There is little debate that we are now in the throes of a general market correction. And because health-care and biotech stocks were the best performers over the past few years, they are being hit particularly hard in this downturn. That said, we have to be careful lumping all pharma and biotech stocks together. Some large pharma companies, for instance, have continued to climb higher, whereas a couple of the biggest biotechs have led the way downward.
Previously, I wrote an article discussing how orphan drugmakers were the cream of the biotech crop in many ways during the industry's bull run, and had some of the highest valuations as a result. In fact, many orphan drug specialists appeared to have a major valuation gap, with the market paying heavy premiums for earnings from this sub-group. The investing thesis at the time was that newly launched or approved drugs would help to bridge this gap going forward, and increasing earnings would drive even more growth. With this in mind, let's check up on how five of the top orphan drugmakers are performing in the face of this downturn, namely Alexion Pharmaceuticals (NASDAQ:ALXN), BioMarin Pharmaceutical (NASDAQ:BMRN), Isis Pharmaceuticals (NASDAQ:IONS), Jazz Pharmaceuticals (NASDAQ:JAZZ), and Shire plc (NASDAQ:SHPG).
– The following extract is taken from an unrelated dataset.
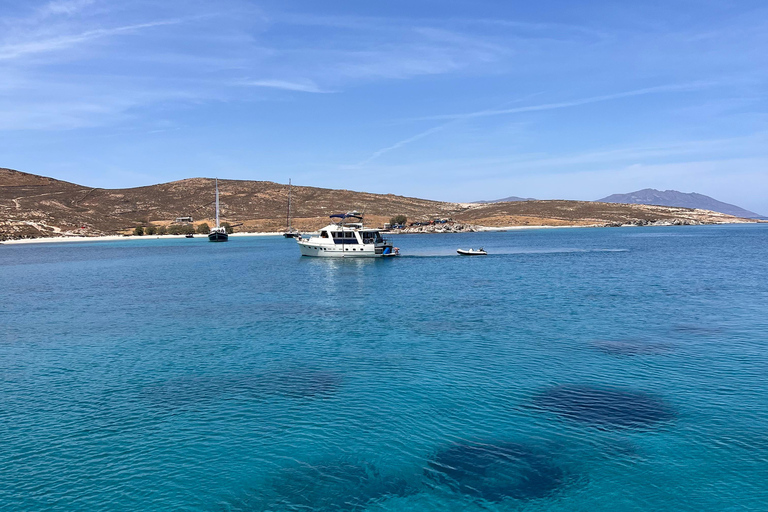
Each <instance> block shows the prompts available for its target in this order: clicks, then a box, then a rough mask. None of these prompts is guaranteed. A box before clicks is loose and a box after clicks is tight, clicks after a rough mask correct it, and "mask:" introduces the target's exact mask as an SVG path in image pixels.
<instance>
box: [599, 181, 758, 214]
mask: <svg viewBox="0 0 768 512" xmlns="http://www.w3.org/2000/svg"><path fill="white" fill-rule="evenodd" d="M597 202H599V203H624V204H652V205H658V206H679V207H682V208H698V209H701V210H711V211H713V212H720V213H725V214H727V215H733V216H735V217H742V218H745V219H761V218H764V217H763V216H762V215H760V214H758V213H755V212H750V211H749V210H745V209H744V208H739V207H738V206H735V205H732V204H728V203H723V202H722V201H718V200H717V199H713V198H711V197H709V196H705V195H704V194H697V193H695V192H694V193H690V194H687V193H685V192H678V191H677V190H663V191H662V190H656V189H653V188H644V189H643V190H638V191H637V192H630V193H629V194H613V195H610V196H608V197H604V198H602V199H598V200H597Z"/></svg>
Are orphan drugmakers escaping the biotech implosion unharmed?
Don't tell Alexion Pharmaceuticals there is an ongoing market correction. Shares of the ultra-rare disease drugmaker are still up 12% this year and 57% year over year. This continued strength in Alexion shares is partly due to the company increasing its guidance for 2014 last March, after coming to an agreement with the French government over reimbursement for its rare blood disorder drug Soliris. Looking ahead, the company is due to report first-quarter earnings next week on April 24. So, you might want to mark that date because first-quarter earnings could determine if Alexion will continue to defy the overriding market sentiment.
BioMarin is a different story altogether. This orphan drug specialist is down over 12% year to date despite the recent approval of its enzyme-replacement therapy for Morquio A syndrome called Vimizim. What's key to understand is that management believes Vimizim can nearly double the company's revenues moving forward. Even so, BioMarin is still a ways from becoming cash flow positive and was previously trading at over 20 times annual revenue. If Vimizim performs up to expectations this year, BioMarin shares could be trading closer to 10 to 12 times annual revenue at present. To keep tabs on this story, you should listen in on the company's first-quarter earnings call on May 1.
Isis Pharmaceuticals has been bearing the brunt of the biotech correction, falling over 13% year to date. I'm not particularly surprised by Isis' drop because it was one of the most expensive orphan drugmakers based on annual revenue relative to market cap prior to this correction. In my view, its $4 billion market cap is tied mainly to its clinical pipeline that boasts of over 30 ongoing clinical trials, especially in light of the fact that Isis only has a single approved product Kynamro and 70% of the drug's sales go to its marketing partner Sanofi. As the correction deepens, I suspect that less value will be placed on potential and more on actual revenue. In that case, Isis could be in for a long year.
Jazz Pharmaceuticals has been able to shrug off the correction and gain over 7% this year. Again, this isn't a surprising finding because Jazz was one of the few orphan drugmakers trading at a reasonable price before the correction. Specifically, my last checkup on Jazz had shares trading at 10 times annual revenue, making it one of the lowest in the group.
Looking ahead, it is projected to grow earnings by over 20% for the next five years based mostly on increasing sales for its lead products Xyrem and Erwinaze. As a result, Jazz is presently trading at a forward price-to-earnings ratio of 13.4. In short, I think Jazz will continue to march upward, so you may want to keep track of this specialist biotech going forward.
Shares of the Irish biopharma Shire have also performed reasonably well of late, gaining 5.46% year to date. What you need to know is that analysts are pegging Shire's compounded annual earnings to grow by double digits for the next few years, with much of this growth coming from the company's recent acquisition of orphan drug specialist ViroPharma. Combine this growth with the natural tax advantages of an Irish company and it's hard to see how Shire doesn't come out a winner.
This brief overview of orphan drugmakers shows that this sub-group has performed fairly well under a difficult market environment. What I find particularly noteworthy is that orphan drugmakers were also some of the top-performing biotechs in general, but they are not falling as a whole now. Instead, it appears that some investors were wise to believe that increasing earnings from newly launched orphan drugs would fuel further growth. As far as BioMarin's and Isis' turbulent year is concerned, we need to view this in light of the fact that both of these stocks have a valuation gap problem. BioMarin looks to correct this issue with sales of Vimizim, but it's hard to see how Isis will improve its fundamentals in the near term.